When a generic drug is produced? A drug company starts marketing a generic drug, once the patent on the branded drug expires. Furthermore, as long as the patent on the branded drug is in effect, no generic will be allowed to be produced and marketed.

Generic drugs are commonly produced in the following instances:

  • The drug's patent has already lapsed or expired
  • The generic drug company certifies the invalidity and unenforceability of the branded drug company; in short, can never be infringed
  • For drugs or medicines which are never patented
  • Produced in countries where patents are not enforced

When the brand drug's patent expires, this stops or invalidates the license of the company to sell it. The life span of a drug patent usually differs from one country to another. Basically, there is no way for the company to renew the expired patent. Instead or renewing, the company creates a new version with some relevant changes. However, this usually requires clinical tests.

The cost of developing generic versions of the brand with expired patent is much smaller because the producers will no longer have to deal with the different expenses for different trials and tests, marketing, sampling, etc. The original version is already approved and tested so there is no need for the producers to spend on such expensive procedures.

Patent is usually issued to the producer from the time it has start developing a particular drug.
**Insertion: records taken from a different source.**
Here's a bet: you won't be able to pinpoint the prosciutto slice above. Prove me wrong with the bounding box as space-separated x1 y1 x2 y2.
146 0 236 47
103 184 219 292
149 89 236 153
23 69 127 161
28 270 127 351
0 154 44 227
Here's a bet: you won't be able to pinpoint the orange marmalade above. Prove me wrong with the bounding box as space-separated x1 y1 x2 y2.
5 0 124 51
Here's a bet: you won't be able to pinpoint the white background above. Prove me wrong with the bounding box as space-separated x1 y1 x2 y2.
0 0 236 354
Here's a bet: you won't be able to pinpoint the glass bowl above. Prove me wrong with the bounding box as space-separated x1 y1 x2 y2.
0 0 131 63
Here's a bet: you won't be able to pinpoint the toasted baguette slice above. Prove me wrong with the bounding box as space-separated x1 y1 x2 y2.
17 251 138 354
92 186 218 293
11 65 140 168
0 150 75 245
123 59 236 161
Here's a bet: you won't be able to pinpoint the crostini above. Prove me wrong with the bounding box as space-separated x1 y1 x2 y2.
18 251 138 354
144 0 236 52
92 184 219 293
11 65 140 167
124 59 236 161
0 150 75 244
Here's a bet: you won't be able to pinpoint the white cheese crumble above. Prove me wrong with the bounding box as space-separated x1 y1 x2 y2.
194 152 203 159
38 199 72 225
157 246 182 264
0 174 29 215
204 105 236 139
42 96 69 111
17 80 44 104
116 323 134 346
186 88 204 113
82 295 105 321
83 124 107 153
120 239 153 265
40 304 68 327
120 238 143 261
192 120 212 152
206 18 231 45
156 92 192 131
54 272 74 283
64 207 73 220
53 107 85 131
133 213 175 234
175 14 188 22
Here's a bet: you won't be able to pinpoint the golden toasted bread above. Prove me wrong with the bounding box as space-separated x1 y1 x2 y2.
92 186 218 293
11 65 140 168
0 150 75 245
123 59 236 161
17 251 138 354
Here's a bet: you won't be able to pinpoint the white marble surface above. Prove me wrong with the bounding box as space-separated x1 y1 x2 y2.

In this way, the producer should make all possible ways to market and sell its patented medicines before the expiration comes.

The exclusivity of a generic drug comes with a 180-day period in some cases and this was promulgated by the US Food and Drugs Administration. At this point in time, only one or few are given the authority to produce generic versions of branded drugs which already have had their patents expired.

Because patents come with an expiry and obtaining them can be somewhat expensive, drug companies often spend millions and millions of dollars just to give the protection these patents deserve.

And when you see generic drugs sold with license from patent holders, these drugs are actually known as authorized generic medicines and they are not in any way affected by the 180-day exclusivity period. This is due to the fact that these generic drugs are categorized under the original medicine application of the patent holder.